Frustrated by legal jargon?

Arthur E. Marriott of Buford is a man with a plan — and a file. When the former Loganville resident mails in his next payment for telephone services, he will include a hefty file of letters, pamphlets, fliers and other correspondence the company has sent him.

The material is of little use to him, he says.

“I’d have to employ a lawyer to decipher it.”

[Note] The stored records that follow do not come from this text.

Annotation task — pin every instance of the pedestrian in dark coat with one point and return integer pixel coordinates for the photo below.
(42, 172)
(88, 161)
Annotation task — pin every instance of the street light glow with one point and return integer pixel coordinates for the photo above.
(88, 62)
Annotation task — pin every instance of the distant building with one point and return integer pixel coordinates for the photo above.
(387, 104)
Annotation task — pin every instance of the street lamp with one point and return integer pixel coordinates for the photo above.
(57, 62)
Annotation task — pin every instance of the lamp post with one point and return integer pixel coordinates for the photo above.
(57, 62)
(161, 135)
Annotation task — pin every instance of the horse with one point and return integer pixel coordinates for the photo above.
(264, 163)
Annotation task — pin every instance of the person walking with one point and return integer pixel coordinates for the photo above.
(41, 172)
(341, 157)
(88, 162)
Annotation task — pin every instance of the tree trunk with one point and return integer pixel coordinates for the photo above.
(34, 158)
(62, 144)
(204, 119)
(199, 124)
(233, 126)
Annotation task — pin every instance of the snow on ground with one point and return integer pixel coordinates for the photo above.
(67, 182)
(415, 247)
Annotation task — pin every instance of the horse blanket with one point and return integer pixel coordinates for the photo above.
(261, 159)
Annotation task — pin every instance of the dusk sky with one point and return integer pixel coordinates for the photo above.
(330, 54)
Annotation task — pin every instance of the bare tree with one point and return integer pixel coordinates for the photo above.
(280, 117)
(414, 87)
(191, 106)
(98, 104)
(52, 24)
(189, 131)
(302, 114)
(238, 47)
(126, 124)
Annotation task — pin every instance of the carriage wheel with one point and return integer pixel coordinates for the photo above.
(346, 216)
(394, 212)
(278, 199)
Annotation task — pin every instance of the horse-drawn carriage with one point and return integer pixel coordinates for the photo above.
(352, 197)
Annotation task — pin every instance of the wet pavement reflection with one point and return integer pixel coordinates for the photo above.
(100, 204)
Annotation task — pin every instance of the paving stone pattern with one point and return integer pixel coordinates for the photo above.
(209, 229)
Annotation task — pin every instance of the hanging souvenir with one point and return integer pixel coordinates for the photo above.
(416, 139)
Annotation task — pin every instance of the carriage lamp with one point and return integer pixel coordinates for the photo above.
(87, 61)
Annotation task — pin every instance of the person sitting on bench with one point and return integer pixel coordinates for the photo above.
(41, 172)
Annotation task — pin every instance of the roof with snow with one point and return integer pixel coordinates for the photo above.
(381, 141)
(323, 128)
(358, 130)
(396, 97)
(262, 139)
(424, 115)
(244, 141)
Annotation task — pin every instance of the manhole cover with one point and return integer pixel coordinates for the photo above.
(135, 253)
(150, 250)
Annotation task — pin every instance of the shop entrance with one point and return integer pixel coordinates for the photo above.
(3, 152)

For example, a sentence in one of his service agreements states: “The terms and conditions contained in this Agreement that by their sense and context are intended to survive the performance hereof by either or both parties hereunder, shall so survive the completion of performance, cancellation or termination of this Agreement.”

Huh?

Even if Marriott understood that, the sheer volume of reading material would require more time than he can or is willing to commit, he said. So he’s sending it all back.

I know how he feels.

Most of us are taught “consumer beware” and “read before you sign.” I try. But when every bill I receive, every service I purchase, every item I buy comes with an eight to 12-page list of terms and conditions, privacy policies, newsletters or other information, I often can do little more than feel overwhelmed.

I’ve often wondered if I am alone in this. Marriott lets me know I am not.

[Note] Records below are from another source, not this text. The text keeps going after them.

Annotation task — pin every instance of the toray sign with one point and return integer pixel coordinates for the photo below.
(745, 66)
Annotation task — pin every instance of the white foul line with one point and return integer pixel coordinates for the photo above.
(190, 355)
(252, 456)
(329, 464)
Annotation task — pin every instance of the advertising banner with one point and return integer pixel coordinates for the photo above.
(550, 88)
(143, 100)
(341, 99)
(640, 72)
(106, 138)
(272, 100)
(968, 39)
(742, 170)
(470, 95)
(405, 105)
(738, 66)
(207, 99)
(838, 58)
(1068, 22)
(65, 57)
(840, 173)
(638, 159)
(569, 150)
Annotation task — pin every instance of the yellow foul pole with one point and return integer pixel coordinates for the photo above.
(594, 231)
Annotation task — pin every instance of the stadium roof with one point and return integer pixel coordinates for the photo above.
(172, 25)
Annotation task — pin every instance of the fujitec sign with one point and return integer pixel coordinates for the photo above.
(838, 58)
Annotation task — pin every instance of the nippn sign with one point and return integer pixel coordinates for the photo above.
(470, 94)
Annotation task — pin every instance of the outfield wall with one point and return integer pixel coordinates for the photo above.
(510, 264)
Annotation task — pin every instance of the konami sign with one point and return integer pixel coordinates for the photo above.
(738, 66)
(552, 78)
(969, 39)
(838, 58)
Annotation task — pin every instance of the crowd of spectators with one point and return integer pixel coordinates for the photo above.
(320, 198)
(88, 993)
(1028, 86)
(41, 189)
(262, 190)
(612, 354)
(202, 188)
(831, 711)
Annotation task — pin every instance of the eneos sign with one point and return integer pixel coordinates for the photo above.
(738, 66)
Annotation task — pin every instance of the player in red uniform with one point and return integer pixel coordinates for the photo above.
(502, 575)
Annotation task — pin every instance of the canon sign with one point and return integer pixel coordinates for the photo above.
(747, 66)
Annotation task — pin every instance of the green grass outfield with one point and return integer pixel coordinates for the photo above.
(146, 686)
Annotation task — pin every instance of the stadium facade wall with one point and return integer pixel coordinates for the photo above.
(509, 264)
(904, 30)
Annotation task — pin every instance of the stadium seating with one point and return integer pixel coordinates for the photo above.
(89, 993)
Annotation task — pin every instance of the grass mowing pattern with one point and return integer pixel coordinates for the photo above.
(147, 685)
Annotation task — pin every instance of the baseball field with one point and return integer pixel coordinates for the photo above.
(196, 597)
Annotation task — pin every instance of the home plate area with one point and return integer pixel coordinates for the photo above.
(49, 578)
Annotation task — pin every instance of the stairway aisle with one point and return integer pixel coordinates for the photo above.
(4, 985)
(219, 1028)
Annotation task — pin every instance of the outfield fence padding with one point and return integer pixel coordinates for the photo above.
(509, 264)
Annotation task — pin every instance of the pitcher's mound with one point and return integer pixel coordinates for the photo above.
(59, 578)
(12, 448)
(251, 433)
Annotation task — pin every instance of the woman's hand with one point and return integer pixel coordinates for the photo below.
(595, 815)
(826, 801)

Depending on a sales person isn’t an option. As I looked through the agreement for my cell phone service, I noticed the following:

“You can’t rely on any other documents or statements on those subjects by any sales or service representatives … ”

So much for “a man’s word is his bond.”

I’ve read that some states have broached the issue of contract readability, mostly in specific areas such as medical insurance, automobile insurance, real estate and agriculture. There’s been discussion of the need to make privacy policies easier to understand. Also, the size of the print used in certain documents has been debated.

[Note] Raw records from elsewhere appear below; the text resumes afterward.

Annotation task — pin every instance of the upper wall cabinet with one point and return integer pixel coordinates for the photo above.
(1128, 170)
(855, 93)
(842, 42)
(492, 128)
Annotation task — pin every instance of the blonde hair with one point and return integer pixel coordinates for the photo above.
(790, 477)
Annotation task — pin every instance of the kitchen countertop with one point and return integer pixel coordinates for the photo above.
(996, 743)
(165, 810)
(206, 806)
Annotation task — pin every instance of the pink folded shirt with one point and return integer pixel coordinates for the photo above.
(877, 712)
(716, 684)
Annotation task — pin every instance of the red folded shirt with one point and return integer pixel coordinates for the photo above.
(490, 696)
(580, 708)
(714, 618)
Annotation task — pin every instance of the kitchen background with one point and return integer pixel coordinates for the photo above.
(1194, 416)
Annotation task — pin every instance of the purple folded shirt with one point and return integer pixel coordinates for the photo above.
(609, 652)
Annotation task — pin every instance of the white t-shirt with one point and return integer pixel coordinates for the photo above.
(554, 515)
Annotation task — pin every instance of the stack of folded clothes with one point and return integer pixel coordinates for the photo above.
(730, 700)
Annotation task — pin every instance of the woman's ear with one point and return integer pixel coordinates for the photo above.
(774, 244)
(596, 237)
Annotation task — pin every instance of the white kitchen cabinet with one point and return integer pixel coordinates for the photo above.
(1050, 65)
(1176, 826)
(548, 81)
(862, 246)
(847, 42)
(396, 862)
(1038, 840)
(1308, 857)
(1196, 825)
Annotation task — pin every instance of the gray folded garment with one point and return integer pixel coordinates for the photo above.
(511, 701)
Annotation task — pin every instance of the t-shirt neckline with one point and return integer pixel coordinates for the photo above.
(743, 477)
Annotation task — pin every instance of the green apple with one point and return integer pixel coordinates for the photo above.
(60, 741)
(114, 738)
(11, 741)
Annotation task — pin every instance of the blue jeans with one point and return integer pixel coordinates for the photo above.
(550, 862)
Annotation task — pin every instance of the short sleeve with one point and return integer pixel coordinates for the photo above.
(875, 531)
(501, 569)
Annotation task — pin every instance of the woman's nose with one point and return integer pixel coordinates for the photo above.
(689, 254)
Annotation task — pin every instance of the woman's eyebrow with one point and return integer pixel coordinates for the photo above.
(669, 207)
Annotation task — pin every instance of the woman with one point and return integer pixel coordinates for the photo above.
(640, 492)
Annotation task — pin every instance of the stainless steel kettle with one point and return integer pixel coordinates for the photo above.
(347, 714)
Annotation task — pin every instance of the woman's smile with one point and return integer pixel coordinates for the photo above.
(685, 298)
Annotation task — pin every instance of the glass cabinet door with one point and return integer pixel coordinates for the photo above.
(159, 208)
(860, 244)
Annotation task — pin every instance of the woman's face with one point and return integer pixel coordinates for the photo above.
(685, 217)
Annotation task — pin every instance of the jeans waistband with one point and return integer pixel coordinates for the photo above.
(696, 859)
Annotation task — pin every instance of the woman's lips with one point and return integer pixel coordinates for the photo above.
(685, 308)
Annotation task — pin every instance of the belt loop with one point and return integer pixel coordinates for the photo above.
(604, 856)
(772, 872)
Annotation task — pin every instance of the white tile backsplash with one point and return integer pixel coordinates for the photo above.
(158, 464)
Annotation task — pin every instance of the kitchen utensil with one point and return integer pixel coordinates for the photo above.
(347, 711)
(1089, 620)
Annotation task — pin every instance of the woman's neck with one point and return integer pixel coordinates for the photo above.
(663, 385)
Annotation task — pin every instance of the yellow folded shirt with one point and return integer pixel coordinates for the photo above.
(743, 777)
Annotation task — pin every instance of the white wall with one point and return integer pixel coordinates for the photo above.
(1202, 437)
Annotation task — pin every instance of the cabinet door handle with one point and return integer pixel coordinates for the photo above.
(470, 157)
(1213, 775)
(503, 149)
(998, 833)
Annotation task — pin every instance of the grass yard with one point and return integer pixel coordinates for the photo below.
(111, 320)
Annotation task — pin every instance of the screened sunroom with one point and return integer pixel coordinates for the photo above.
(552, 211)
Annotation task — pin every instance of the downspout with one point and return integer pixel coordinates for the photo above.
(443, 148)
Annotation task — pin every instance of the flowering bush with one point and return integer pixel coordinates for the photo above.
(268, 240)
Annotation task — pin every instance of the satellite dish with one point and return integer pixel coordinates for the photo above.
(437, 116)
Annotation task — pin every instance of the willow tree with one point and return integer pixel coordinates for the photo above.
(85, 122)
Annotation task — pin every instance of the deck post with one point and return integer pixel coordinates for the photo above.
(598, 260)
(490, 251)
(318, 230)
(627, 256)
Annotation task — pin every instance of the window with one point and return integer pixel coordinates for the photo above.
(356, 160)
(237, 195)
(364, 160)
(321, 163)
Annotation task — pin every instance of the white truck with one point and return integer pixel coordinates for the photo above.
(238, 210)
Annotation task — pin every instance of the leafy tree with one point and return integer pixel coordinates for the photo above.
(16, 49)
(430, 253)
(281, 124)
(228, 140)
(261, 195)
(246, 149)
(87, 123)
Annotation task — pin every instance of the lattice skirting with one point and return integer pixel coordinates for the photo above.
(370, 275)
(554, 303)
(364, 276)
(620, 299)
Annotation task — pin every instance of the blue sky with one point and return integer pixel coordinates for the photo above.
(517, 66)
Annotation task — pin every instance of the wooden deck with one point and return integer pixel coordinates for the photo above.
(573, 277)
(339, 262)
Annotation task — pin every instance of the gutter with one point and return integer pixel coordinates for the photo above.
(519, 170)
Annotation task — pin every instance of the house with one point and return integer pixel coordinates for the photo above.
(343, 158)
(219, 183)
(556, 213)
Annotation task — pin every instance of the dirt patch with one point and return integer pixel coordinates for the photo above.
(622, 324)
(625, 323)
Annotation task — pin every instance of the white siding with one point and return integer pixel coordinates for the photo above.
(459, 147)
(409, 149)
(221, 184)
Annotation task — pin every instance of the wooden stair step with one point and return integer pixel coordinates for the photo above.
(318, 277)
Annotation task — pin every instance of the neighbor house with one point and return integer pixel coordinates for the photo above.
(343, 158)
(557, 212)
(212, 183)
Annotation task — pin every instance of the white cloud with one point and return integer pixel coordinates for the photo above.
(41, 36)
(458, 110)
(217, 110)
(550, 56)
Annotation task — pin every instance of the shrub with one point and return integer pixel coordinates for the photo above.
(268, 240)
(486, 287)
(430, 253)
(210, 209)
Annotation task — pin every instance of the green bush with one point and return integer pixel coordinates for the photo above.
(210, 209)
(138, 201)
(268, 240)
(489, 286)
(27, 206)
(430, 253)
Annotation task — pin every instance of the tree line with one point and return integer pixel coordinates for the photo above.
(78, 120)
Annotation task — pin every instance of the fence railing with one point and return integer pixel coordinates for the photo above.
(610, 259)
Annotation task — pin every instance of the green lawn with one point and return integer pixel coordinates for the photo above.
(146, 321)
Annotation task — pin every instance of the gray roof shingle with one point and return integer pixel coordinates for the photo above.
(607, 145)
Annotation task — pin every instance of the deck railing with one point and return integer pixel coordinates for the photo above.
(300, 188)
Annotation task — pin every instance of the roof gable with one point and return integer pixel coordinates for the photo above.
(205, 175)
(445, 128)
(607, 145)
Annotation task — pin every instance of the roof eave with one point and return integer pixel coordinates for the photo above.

In Georgia, there seems to be no general requirements on the readability of contracts, said Jeff Lanier, deputy legislative counsel for the Georgia General Assembly. Lanier does recall a time or two when readability was mentioned in legislative discussions, but he didn’t know if it resulted in changes in the law.

Surely there are solutions.

How about requiring that companies make their contract agreements and correspondence to be written on a level understandable by a general U.S. audience – about a sixth- to eighth-grade reading level? How about requiring that they be summarized and consolidated to a length that can be read and understood in — say — eight to 10 minutes – about the time it takes to read the Declaration of Independence?

Another possibility might be to require public schools to teach all students courses in legalese and speed reading.

Just as foreign languages have become essential curriculum, the ability to understand the language of commerce is, as well. But public schools have their hands full trying to meet just the basics.

Lanier said that in certain industries — medical care, for example — almost every word in contracts has been legally debated and defined in court so there is a reluctance to start fresh.

Are you intimidated by the legal jargon of service agreements? Do you read and understand all of the consumer information presented to you? Do you think changes are needed?